Lo decía hace demasiado poco y, aún a riesgo de repetirme, lo reafirmo. En España no somos de izquierdas ni de derechas, no somos monárquicos o republicanos, no somos religiosos o laicos, no, somos anti monárquicos o anti republicanos, somos antifascistas o anticomunistas, somos anti católicos o anti laicos, antisemitas o anti islamistas, y una vez que hemos definido contra que estamos por defecto atisbamos lo que nos queda ser, y, por ende, lo somos hasta el paroxismo, con la desesperación propia del que no quiere que lo consideren lo que anti es.
¿Qué no? ¿En que otro país un líder político sería justificado y jaleado por un ataque personal contra otro candidato? ¿En que otro país se permitiría una pertinaz, agobiante, casi exclusiva, retórica del y tú más durante décadas, sin otro argumento político positivo? ¿En que otro país habría tanta gente, además aparentemente inteligente, que se alegrara de una acto absolutamente reprobable?

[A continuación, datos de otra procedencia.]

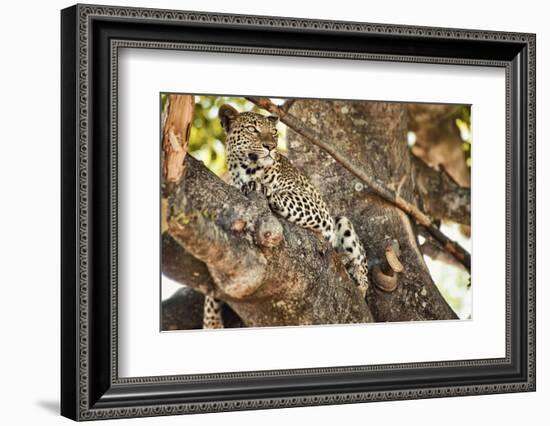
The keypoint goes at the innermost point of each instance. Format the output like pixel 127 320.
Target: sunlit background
pixel 206 145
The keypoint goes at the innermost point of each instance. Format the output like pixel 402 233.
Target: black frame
pixel 90 386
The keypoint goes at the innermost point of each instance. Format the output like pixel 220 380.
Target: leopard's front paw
pixel 251 187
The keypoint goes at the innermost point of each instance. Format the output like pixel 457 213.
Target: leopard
pixel 255 165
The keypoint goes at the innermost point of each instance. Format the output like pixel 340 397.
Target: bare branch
pixel 382 191
pixel 441 196
pixel 270 272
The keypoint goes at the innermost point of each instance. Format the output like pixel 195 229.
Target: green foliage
pixel 207 137
pixel 463 122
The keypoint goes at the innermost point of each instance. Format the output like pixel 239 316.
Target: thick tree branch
pixel 441 196
pixel 394 197
pixel 371 134
pixel 270 272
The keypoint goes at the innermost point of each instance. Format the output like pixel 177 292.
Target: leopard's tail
pixel 212 314
pixel 346 241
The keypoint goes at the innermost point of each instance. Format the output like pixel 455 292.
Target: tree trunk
pixel 271 272
pixel 374 136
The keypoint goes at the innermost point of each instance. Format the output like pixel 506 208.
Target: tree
pixel 271 272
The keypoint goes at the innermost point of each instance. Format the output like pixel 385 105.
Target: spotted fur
pixel 255 165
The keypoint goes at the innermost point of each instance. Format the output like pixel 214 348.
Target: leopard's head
pixel 250 135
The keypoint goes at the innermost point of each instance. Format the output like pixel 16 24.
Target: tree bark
pixel 373 136
pixel 271 272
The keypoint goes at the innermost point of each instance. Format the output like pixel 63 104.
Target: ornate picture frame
pixel 91 39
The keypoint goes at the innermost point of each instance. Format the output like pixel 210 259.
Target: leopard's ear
pixel 227 114
pixel 273 118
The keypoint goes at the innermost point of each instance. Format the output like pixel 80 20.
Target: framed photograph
pixel 263 212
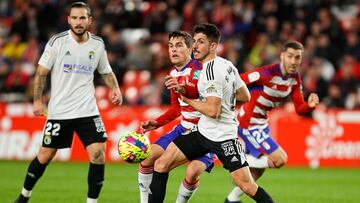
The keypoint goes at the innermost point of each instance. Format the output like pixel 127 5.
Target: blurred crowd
pixel 135 35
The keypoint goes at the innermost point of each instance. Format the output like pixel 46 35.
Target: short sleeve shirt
pixel 220 78
pixel 72 67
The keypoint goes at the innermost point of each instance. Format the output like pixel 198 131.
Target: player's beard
pixel 81 31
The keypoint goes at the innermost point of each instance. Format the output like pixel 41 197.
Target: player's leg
pixel 232 156
pixel 173 156
pixel 191 181
pixel 35 170
pixel 146 170
pixel 258 143
pixel 91 132
pixel 57 134
pixel 236 193
pixel 146 167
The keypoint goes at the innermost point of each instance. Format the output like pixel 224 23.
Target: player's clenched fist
pixel 313 100
pixel 38 108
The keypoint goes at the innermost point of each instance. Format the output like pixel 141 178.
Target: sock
pixel 91 200
pixel 235 194
pixel 95 180
pixel 261 162
pixel 186 190
pixel 144 178
pixel 34 172
pixel 262 196
pixel 158 187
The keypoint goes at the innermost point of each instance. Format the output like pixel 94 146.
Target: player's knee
pixel 192 174
pixel 280 161
pixel 161 165
pixel 45 155
pixel 248 188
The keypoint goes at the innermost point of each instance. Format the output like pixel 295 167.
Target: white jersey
pixel 72 68
pixel 220 78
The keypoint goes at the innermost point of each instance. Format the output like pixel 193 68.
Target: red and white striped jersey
pixel 268 88
pixel 188 77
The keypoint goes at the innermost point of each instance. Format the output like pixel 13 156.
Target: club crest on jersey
pixel 196 75
pixel 67 68
pixel 91 55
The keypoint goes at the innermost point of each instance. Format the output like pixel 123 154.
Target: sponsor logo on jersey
pixel 211 88
pixel 91 55
pixel 78 68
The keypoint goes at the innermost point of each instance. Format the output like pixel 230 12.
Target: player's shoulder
pixel 224 66
pixel 58 38
pixel 195 64
pixel 96 39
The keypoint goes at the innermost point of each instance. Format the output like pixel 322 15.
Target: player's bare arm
pixel 242 94
pixel 172 83
pixel 115 93
pixel 313 100
pixel 211 107
pixel 39 84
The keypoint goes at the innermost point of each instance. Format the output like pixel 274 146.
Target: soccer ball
pixel 134 147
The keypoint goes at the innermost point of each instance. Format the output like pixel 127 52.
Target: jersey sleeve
pixel 239 83
pixel 301 106
pixel 49 55
pixel 172 113
pixel 213 81
pixel 104 65
pixel 191 90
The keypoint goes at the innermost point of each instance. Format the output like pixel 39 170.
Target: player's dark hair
pixel 187 37
pixel 80 4
pixel 210 30
pixel 294 45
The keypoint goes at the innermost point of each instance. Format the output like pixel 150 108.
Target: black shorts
pixel 59 133
pixel 230 152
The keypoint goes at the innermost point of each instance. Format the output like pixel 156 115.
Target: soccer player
pixel 269 86
pixel 219 87
pixel 183 79
pixel 72 57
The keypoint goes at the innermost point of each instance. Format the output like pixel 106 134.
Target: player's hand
pixel 184 99
pixel 313 100
pixel 38 108
pixel 116 96
pixel 148 125
pixel 172 83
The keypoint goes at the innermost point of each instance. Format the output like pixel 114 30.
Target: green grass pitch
pixel 66 182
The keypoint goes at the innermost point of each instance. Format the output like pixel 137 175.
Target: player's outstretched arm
pixel 39 84
pixel 115 93
pixel 243 94
pixel 210 107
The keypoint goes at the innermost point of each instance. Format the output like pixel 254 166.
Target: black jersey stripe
pixel 63 34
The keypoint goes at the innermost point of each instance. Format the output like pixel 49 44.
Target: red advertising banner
pixel 330 138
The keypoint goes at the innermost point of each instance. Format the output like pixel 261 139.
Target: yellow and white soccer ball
pixel 134 147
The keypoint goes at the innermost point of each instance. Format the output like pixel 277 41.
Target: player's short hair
pixel 294 45
pixel 187 37
pixel 80 4
pixel 210 30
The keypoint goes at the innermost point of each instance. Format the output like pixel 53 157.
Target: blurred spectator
pixel 135 33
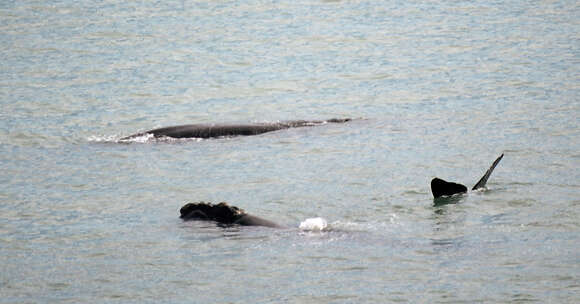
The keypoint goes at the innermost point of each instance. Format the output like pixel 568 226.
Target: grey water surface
pixel 437 88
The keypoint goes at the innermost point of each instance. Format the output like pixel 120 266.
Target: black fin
pixel 440 188
pixel 481 183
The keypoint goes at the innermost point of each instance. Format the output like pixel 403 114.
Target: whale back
pixel 441 187
pixel 224 130
pixel 481 183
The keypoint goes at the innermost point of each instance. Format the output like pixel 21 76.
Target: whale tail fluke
pixel 481 183
pixel 441 187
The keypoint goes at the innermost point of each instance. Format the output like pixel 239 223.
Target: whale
pixel 228 130
pixel 223 213
pixel 441 188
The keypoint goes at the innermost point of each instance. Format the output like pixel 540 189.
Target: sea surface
pixel 435 88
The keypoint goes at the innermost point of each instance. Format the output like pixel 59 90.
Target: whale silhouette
pixel 440 187
pixel 220 130
pixel 223 214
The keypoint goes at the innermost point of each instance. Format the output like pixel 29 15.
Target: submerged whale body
pixel 219 130
pixel 441 187
pixel 223 214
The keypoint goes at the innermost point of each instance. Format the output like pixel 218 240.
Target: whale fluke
pixel 441 187
pixel 481 183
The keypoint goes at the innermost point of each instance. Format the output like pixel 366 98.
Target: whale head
pixel 221 212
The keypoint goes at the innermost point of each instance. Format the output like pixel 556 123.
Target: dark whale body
pixel 220 130
pixel 441 187
pixel 223 214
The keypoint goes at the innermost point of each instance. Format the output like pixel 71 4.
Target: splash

La violencia se condena o no se condena. Sin matices, sin justificaciones, sin bandos ni bandas, sin sonrisas de complicidad. Y cuando la violencia se condena, se condena incluso la propia, la que en algún momento ejercemos y debemos de reconocer, la que en algún momento podemos considerar inevitable sin dejar de ser culpable.
Es posible, todo el mundo lo dice, que la salida de tono del señor Sánchez el otro día no tenga nada que ver con el acto de violencia contra el señor Rajoy. Es posible. Es claro que en ningún momento el señor Sánchez intentó, o previó, que un lunático asestara el ya famoso puñetazo. Es más, estoy convencido del rechazo absoluto por su parte de la agresión. Pero la violencia, la de los lunáticos, la de los iluminados, la de los antis más extremos, se alimenta de un clima que cuanto más denso, cuanto más sucio, más va cargando de sinrazones a los alunados.
Ninguno de nosotros, nadie en las redes sociales, parece comprender que ciertos niveles de crítica, que personalizar ciertas conductas, que nuestra incapacidad evidente de separar lo público de lo privado, que nuestra incontinencia denigradora contra determinadas personas, alimenta la enfermedad de individuos que se sienten justificados en su dolencia. Nadie parece reparar en que las palabras también están sujetas al efecto mariposa.
Hace ya algunos años, y con motivo de una elecciones, escandalizado por ciertos mensajes de todo signo que atentaban contra la dignidad más básica de personas cuyo único delito inicial era presentarse a un proceso público bajo determinadas siglas, escribí una proclama que se llamaba “A mí no” y que lo único que pedía era que no me hicieran llegar ningún tipo de mensaje, de ningún signo, o partido, o tendencia, que afectara a la dignidad de una persona. Y me costó amigos, de todos los signos, de todas las tendencias, de varios partidos.

Yo voy a empezar por reconocerlo. Yo he contribuido a que un pobre chalado le pegara al Presidente del Gobierno de mi país. Y tú. Tú también.